Torn-down Tuesday: Buffalo’s hope that parking lots will save downtown

By Steve Cichon
steve@buffalostories.com
@stevebuffalo

On Tuesdays, BN Chronicles will look at buildings or structures that are no longer standing, and look at what stands there now.

Hundreds of downtown Buffalo buildings were lost to the automobile, either with ways to move them more efficiently or to park them once they got there.

Images all appeared in The Buffalo Evening News in 1955.

Highways like the Niagara Thruway and the Kensington Expressway caused the loss of some downtown structures, but the planned Elm-Oak elevated highway – which was never built – still precipitated the wholesale demolition of every block between Oak and Elm, between the 33 and the 190.

At the same time Buffalo thought these highways into the heart of the city would “save downtown,” something had to be done with the cars once they got there.

Most look back with sadness or frustration at the fact that entire blocks were lost to civic parking ramps, and many other buildings were demolished to make way for private lots.

But as this was happening 60 years ago, the obviously good-intentioned hope was that given some place to park – perhaps the biggest beef about doing anything downtown at the time – that people would come.

That hope can clearly be seen in the advertising of downtown department stores 60 years ago this week.

The Downtown Merchants’ big two page ad touts the pleasure of downtown shopping with two new ramps open with room for 37,000 cars daily.

Many stores were running their own ads as well.
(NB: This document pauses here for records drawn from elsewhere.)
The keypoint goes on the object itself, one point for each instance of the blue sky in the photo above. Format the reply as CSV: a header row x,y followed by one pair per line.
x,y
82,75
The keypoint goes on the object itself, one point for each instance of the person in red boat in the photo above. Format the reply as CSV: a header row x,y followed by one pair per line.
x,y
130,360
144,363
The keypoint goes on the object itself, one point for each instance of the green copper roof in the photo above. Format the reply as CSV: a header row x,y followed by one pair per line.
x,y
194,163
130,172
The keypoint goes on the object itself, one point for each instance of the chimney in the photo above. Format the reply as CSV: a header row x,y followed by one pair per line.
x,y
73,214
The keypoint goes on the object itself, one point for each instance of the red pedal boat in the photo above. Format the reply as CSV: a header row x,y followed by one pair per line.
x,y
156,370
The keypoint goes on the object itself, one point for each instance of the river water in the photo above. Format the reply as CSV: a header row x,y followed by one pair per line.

Kobacker’s, Hengerer’s, and JN Adam’s all paid to tell the people of Buffalo that “parking’s a breeze” at their downtown stores.

JN’s ad reminds: “Shop all day, if you’d like. Your car’s safe from based fenders, parking tickets, and all the other hazards of the bad old days!”

All that parking didn’t help JN Adam’s. The store closed in 1960, and AM&A’s took over its location. The building with 37,000 parking spots only steps away was vacant for more than a decade. As reported by Jonathan D. Epstein in May 2015, the building is now being converted to a hotel catering to Chinese tourists.